In the past we had repeated problems with the Add Link database and search index getting out of sync and users getting "no suggestions for this page" errors upon arrival. While we think we fixed all those problems, we should set up some monitoring so we can notice if there are a significant number of such errors.
|Open||Tgr||T283868 Monitor "no suggestion" rate for Add Link tasks|
|Resolved||Tgr||T289550 Add Link: Set up cronjob for collecting statsd metrics about dangling search index entries|
(Shows the number of errors per hour. I guess it would be more informative if we knew the number of tasks opens per hour.)

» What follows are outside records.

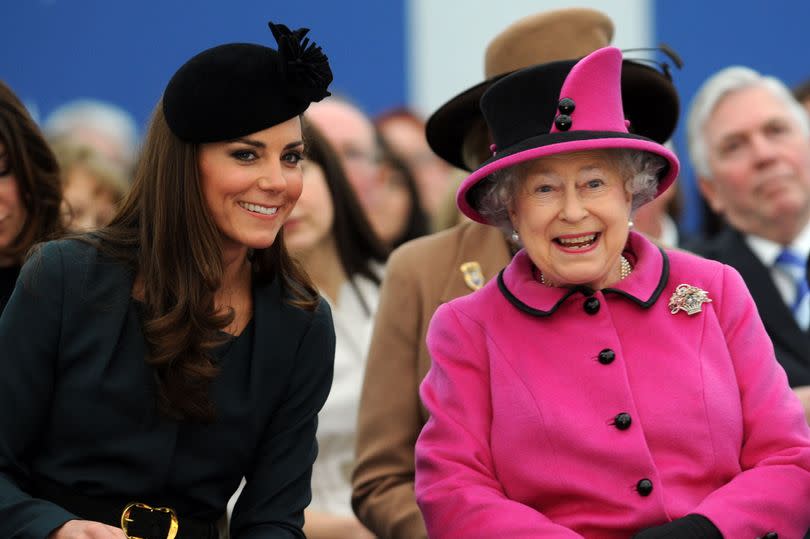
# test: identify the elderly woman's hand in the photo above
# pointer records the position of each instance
(688, 527)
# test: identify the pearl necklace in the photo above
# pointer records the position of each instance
(624, 270)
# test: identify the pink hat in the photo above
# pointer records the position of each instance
(555, 108)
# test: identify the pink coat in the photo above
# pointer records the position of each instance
(550, 421)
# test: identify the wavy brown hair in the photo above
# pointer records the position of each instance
(165, 233)
(37, 173)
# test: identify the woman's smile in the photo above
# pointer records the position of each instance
(259, 210)
(577, 243)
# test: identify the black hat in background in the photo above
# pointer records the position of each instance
(236, 89)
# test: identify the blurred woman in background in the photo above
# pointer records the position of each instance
(328, 233)
(94, 186)
(400, 216)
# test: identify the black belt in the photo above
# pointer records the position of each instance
(142, 521)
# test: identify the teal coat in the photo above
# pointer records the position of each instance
(77, 404)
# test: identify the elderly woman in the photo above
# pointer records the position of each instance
(600, 386)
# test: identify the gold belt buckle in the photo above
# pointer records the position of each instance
(126, 518)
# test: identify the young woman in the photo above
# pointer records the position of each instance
(30, 189)
(150, 366)
(331, 237)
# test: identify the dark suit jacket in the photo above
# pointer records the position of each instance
(77, 404)
(792, 345)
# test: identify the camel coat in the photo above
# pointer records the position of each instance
(420, 276)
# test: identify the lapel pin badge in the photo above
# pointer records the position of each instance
(473, 276)
(688, 298)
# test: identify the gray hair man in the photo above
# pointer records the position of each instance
(749, 142)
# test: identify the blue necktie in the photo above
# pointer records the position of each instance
(794, 266)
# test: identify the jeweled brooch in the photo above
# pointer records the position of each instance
(688, 298)
(473, 276)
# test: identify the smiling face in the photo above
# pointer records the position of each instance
(251, 184)
(12, 209)
(760, 165)
(572, 213)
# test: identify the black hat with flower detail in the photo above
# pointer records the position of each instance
(236, 89)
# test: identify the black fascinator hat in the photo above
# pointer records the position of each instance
(236, 89)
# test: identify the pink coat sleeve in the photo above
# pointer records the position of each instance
(457, 489)
(772, 492)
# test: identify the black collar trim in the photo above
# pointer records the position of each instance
(587, 291)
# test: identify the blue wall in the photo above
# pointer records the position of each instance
(771, 37)
(125, 52)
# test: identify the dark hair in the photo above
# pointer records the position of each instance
(399, 113)
(165, 233)
(357, 245)
(417, 223)
(37, 173)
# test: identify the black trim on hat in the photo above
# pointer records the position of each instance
(236, 89)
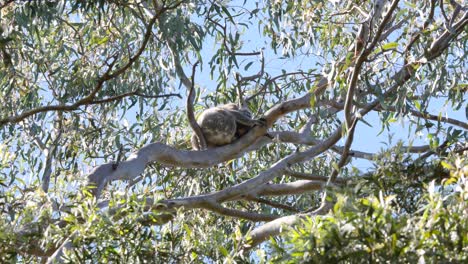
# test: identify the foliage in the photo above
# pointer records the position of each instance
(84, 84)
(375, 228)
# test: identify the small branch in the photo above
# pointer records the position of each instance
(134, 93)
(190, 113)
(255, 217)
(305, 176)
(291, 188)
(274, 204)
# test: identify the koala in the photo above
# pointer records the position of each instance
(222, 125)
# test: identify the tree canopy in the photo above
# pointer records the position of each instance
(98, 105)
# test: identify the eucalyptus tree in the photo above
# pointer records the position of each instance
(99, 102)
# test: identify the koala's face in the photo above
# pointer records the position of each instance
(246, 113)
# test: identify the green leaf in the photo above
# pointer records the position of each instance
(390, 45)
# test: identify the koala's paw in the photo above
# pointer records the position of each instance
(260, 122)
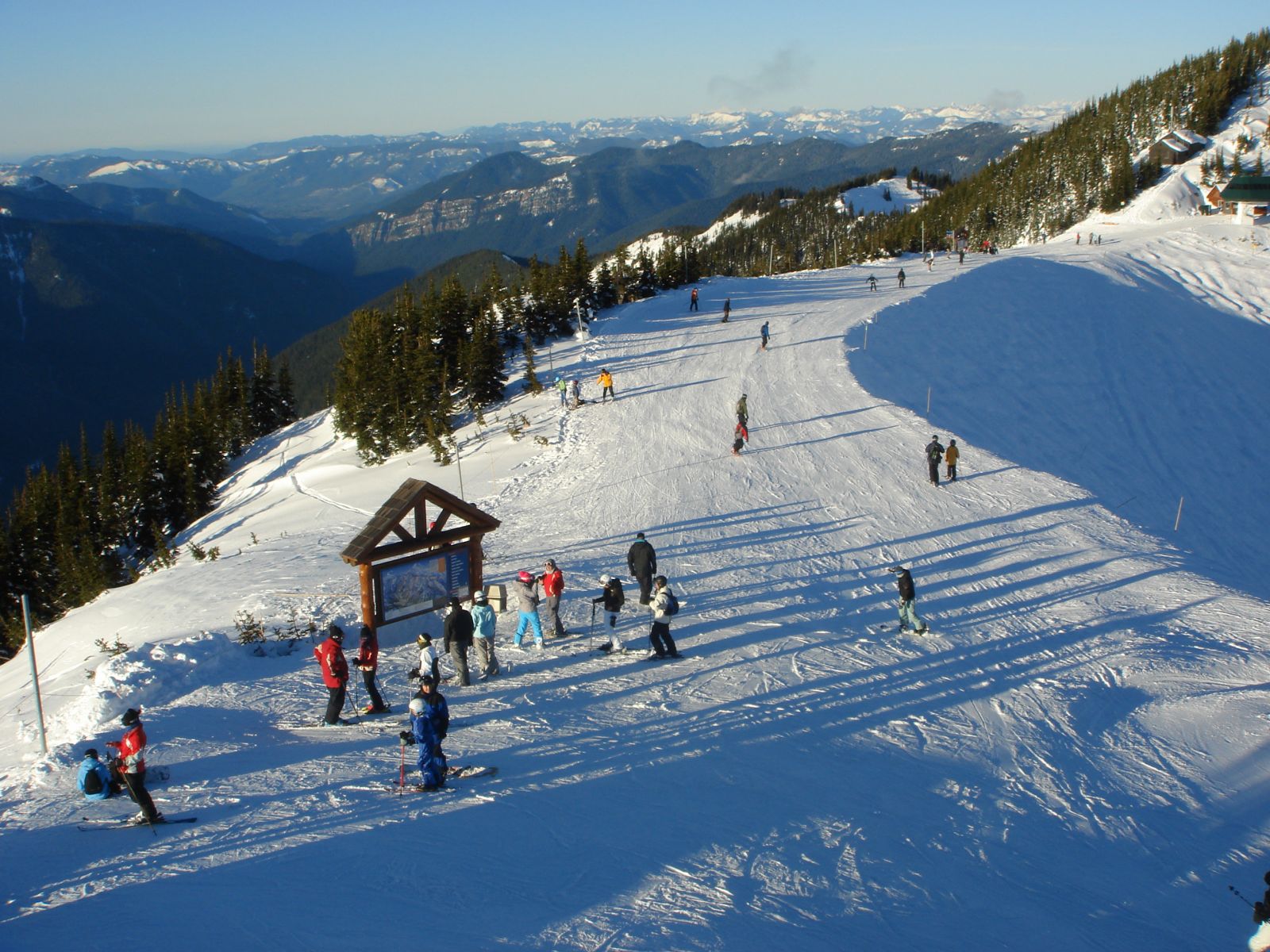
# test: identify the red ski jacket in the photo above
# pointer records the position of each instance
(368, 651)
(334, 668)
(552, 583)
(131, 749)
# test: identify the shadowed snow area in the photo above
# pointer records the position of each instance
(1073, 759)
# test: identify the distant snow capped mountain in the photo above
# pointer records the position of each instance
(321, 179)
(730, 129)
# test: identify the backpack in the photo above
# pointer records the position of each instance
(93, 782)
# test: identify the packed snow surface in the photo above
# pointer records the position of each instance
(1072, 759)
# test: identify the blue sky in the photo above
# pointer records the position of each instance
(178, 75)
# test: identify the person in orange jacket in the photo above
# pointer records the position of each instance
(606, 381)
(130, 766)
(950, 457)
(552, 585)
(334, 673)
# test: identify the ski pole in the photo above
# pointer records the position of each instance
(1240, 895)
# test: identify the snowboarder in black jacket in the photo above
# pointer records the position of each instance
(907, 596)
(641, 560)
(933, 457)
(459, 638)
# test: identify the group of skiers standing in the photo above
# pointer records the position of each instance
(125, 772)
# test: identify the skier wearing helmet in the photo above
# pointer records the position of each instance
(613, 598)
(429, 720)
(527, 601)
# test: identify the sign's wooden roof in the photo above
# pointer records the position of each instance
(406, 518)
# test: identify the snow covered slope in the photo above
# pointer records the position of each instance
(1072, 759)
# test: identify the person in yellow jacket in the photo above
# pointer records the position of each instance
(950, 456)
(606, 381)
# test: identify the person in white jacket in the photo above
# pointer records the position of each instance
(483, 635)
(660, 635)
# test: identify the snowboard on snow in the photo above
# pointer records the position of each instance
(89, 824)
(456, 772)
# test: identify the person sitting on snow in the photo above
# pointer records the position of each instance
(94, 778)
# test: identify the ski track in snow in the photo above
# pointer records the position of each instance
(1073, 749)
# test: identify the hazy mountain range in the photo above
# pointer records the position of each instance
(145, 268)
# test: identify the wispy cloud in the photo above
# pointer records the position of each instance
(787, 70)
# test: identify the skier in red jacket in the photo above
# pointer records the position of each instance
(368, 662)
(130, 766)
(334, 673)
(552, 585)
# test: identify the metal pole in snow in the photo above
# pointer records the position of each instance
(35, 673)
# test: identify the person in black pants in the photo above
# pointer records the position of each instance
(368, 662)
(933, 457)
(459, 639)
(641, 560)
(660, 635)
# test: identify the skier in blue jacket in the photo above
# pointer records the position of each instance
(94, 777)
(429, 721)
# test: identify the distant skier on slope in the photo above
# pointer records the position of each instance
(613, 600)
(368, 662)
(552, 588)
(641, 560)
(660, 635)
(483, 625)
(429, 720)
(525, 588)
(429, 660)
(459, 639)
(907, 597)
(606, 381)
(933, 457)
(334, 673)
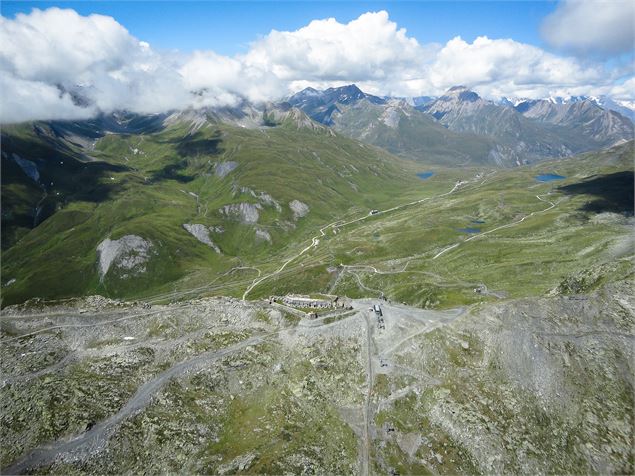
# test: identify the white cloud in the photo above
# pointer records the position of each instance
(370, 47)
(506, 67)
(50, 58)
(592, 26)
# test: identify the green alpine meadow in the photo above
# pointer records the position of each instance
(317, 238)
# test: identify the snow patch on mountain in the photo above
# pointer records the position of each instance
(246, 213)
(128, 253)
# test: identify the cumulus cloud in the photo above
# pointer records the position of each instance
(507, 68)
(370, 47)
(57, 64)
(592, 26)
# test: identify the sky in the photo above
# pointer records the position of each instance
(157, 56)
(228, 27)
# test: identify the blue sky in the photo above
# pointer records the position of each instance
(228, 27)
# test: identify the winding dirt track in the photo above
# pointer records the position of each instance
(97, 437)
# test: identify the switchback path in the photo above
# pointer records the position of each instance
(97, 437)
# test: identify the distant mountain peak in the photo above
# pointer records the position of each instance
(461, 93)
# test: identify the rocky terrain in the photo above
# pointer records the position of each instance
(223, 386)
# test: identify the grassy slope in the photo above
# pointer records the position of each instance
(416, 137)
(146, 193)
(546, 250)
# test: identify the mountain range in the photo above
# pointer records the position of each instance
(461, 127)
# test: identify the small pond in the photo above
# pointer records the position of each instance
(549, 177)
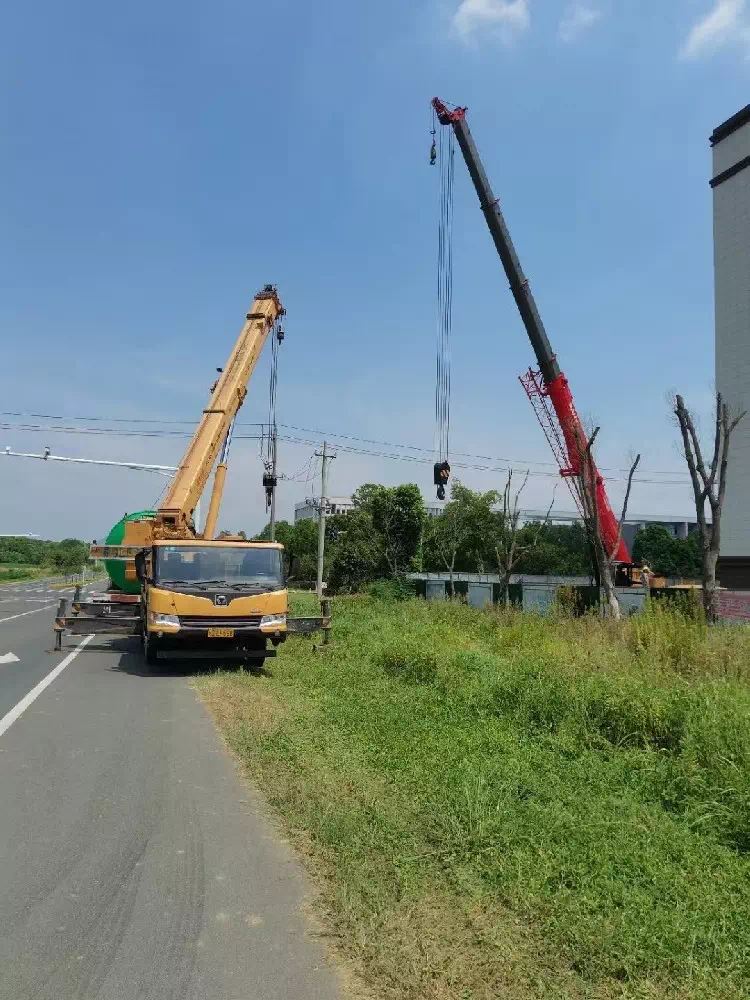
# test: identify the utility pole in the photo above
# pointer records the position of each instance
(272, 526)
(322, 514)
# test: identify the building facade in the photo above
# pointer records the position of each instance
(677, 525)
(730, 183)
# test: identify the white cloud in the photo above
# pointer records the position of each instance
(578, 17)
(505, 15)
(724, 24)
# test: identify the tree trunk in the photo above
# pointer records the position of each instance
(612, 605)
(710, 602)
(505, 589)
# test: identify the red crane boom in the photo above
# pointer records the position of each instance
(547, 387)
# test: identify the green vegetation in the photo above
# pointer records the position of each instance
(388, 534)
(501, 804)
(28, 558)
(667, 555)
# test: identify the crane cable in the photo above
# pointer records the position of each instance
(269, 441)
(445, 156)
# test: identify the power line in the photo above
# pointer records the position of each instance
(514, 463)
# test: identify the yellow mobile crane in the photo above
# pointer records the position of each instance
(189, 591)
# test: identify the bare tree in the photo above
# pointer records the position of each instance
(709, 484)
(508, 550)
(605, 561)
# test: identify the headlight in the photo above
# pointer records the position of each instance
(157, 619)
(277, 620)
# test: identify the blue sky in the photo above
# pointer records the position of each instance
(161, 161)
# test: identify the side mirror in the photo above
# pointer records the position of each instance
(140, 567)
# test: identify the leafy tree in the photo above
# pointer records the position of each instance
(398, 518)
(454, 537)
(509, 543)
(665, 554)
(356, 555)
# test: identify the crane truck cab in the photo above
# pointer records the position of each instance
(221, 596)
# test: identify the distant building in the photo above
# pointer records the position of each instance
(676, 524)
(341, 505)
(730, 183)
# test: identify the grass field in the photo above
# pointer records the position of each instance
(504, 805)
(13, 573)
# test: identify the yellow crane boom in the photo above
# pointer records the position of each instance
(175, 513)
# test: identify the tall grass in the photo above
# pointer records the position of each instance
(517, 805)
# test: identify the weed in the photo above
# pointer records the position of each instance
(506, 804)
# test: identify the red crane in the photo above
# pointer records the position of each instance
(547, 387)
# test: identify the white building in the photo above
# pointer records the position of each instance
(676, 524)
(731, 197)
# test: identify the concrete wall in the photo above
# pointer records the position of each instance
(731, 199)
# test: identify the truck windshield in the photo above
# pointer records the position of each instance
(228, 565)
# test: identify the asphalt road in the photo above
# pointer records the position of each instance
(134, 862)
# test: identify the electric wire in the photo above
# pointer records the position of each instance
(350, 449)
(322, 434)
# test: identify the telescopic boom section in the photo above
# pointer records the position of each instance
(227, 397)
(555, 383)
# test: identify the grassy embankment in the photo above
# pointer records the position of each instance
(499, 805)
(15, 574)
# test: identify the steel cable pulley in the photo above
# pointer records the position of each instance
(445, 157)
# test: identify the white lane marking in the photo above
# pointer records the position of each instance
(17, 711)
(23, 613)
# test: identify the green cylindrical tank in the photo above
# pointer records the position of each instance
(116, 569)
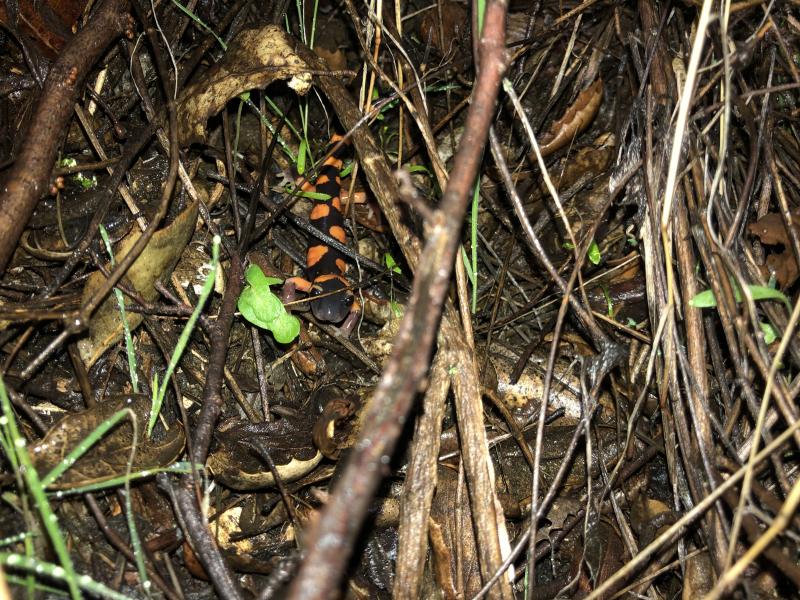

I'm thinking we should also chart the number of tasks which are present in the search index but not in the database (can be counted with fixLinkRecommendationData.php --verbose, we could give it a --statsd option, like for listTaskCounts.php). Maybe also the opposite (tasks present in the database but not in the search index) although that's less immediately problematic.
Mentioned in SAL (#wikimedia-operations) [2021-09-01T23:24:42Z] <urbanecm@deploy1002> Synchronized php-1.37.0-wmf.20/extensions/GrowthExperiments/maintenance/fixLinkRecommendationData.php: 3c7d4ecc699b7c68467a372686f5514375d2b74f: fixLinkRecommendationData: Allow --db-table in dry-run mode (T283868) (duration: 01m 06s)
Tested in production, seems to work well, takes about 2 min to run on all wikis. Dashboards: dangling search index records, dangling DB records (they only contain data from the manual runs so not much to see there until the puppet patch is merged). We have a significant but not large amount (hundreds) of both types of dangling records on some wikis.